Who they were

An artillery officer trained in France, Phibun was a military leader of the People’s Party (Khana Ratsadon) in the Siamese Revolution of 1932.

What they did

His first tenure (1938–1944) pursued authoritarian nation-building. He renamed Siam “Thailand” in 1939 and issued the cultural mandates standardizing dress, language and customs. An irredentist campaign in the Franco-Thai War of 1940–41 regained territories in Laos and Cambodia, which were returned after the Second World War. After Japanese forces entered the country in December 1941 he aligned with Japan, signed an alliance, and declared war on Britain and the United States in 1942. As the war turned, he was forced from office in 1944. Tried on war-crimes charges after the war, he was acquitted when the law was held not to be retroactive. He returned to power on the heels of the 1947 coup and served as prime minister again from 1948 to 1957, riding Cold War alignment with the United States in the SEATO era.
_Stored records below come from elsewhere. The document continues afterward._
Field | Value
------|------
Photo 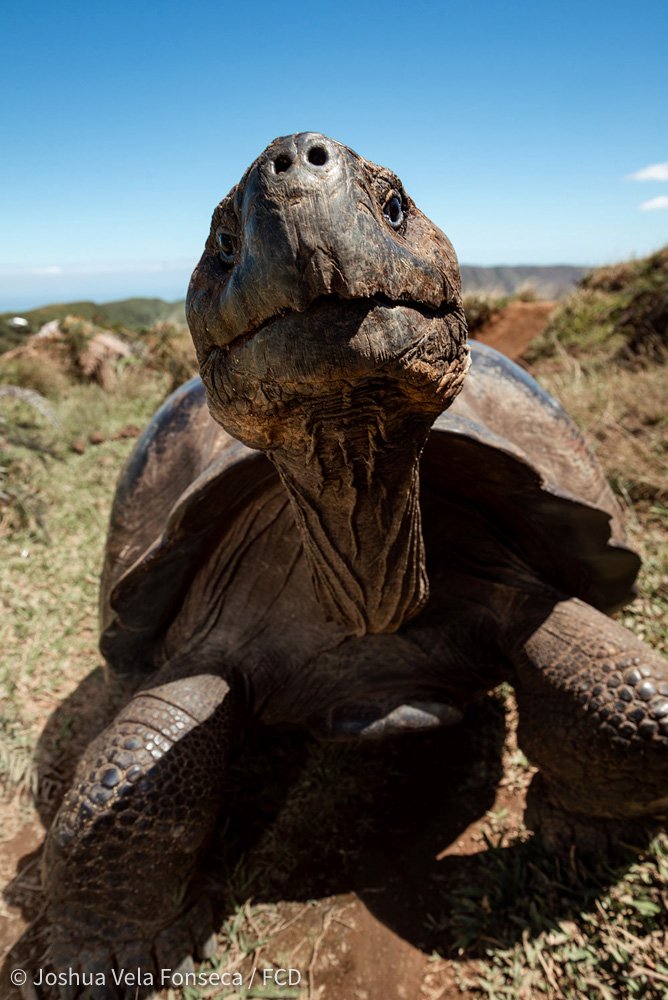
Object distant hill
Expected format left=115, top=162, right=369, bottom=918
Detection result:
left=0, top=264, right=587, bottom=351
left=462, top=264, right=590, bottom=299
left=0, top=299, right=186, bottom=351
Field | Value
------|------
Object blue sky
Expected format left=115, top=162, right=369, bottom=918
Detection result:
left=0, top=0, right=668, bottom=309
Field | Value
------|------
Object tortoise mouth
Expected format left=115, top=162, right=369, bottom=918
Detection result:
left=217, top=292, right=461, bottom=350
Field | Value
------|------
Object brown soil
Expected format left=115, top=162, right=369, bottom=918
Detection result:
left=0, top=688, right=530, bottom=1000
left=475, top=302, right=557, bottom=361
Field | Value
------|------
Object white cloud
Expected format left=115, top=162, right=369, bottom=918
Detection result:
left=626, top=163, right=668, bottom=181
left=640, top=194, right=668, bottom=212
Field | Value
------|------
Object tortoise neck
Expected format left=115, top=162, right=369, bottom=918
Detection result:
left=269, top=388, right=429, bottom=635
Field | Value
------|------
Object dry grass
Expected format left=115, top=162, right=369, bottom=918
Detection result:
left=0, top=268, right=668, bottom=1000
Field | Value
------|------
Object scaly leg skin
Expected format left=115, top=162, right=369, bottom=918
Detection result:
left=45, top=664, right=239, bottom=997
left=513, top=599, right=668, bottom=848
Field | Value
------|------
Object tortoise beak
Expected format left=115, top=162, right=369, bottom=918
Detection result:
left=189, top=132, right=457, bottom=347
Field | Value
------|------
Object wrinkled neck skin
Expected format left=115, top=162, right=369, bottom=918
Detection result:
left=268, top=383, right=429, bottom=635
left=202, top=302, right=468, bottom=635
left=187, top=133, right=468, bottom=635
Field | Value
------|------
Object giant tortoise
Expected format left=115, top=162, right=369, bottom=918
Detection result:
left=46, top=133, right=668, bottom=984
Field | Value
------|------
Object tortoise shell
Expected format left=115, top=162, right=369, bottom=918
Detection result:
left=100, top=341, right=640, bottom=674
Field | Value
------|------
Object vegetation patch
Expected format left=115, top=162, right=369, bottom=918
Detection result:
left=0, top=251, right=668, bottom=1000
left=526, top=247, right=668, bottom=367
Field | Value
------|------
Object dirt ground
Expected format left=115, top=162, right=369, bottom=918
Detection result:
left=476, top=301, right=556, bottom=361
left=0, top=678, right=532, bottom=1000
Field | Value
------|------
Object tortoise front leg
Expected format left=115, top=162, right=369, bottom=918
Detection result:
left=513, top=599, right=668, bottom=832
left=45, top=664, right=239, bottom=995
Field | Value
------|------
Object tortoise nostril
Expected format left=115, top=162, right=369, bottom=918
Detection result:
left=274, top=153, right=292, bottom=174
left=307, top=146, right=329, bottom=167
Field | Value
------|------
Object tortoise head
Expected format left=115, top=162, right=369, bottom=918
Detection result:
left=187, top=133, right=468, bottom=634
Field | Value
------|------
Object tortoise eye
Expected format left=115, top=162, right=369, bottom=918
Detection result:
left=216, top=229, right=237, bottom=264
left=383, top=194, right=404, bottom=229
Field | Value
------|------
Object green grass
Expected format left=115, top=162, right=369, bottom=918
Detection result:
left=0, top=254, right=668, bottom=1000
left=0, top=298, right=186, bottom=351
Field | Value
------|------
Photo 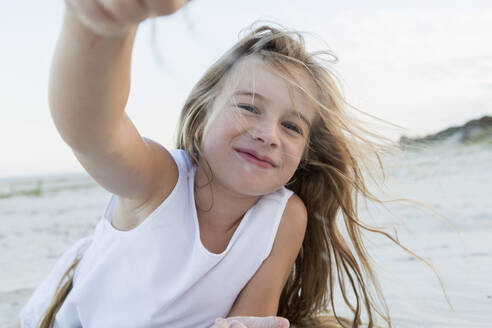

He attempted a democratic opening in the mid-1950s, was deposed by his army rival Sarit Thanarat in the September 1957 coup, and died in exile in Japan in 1964.

Legacy

He left the state’s modern name, a legacy of dress and language standardization from the cultural mandates, and the template of military-led government. He is regarded as among the most consequential and debated figures of 20th-century Thailand.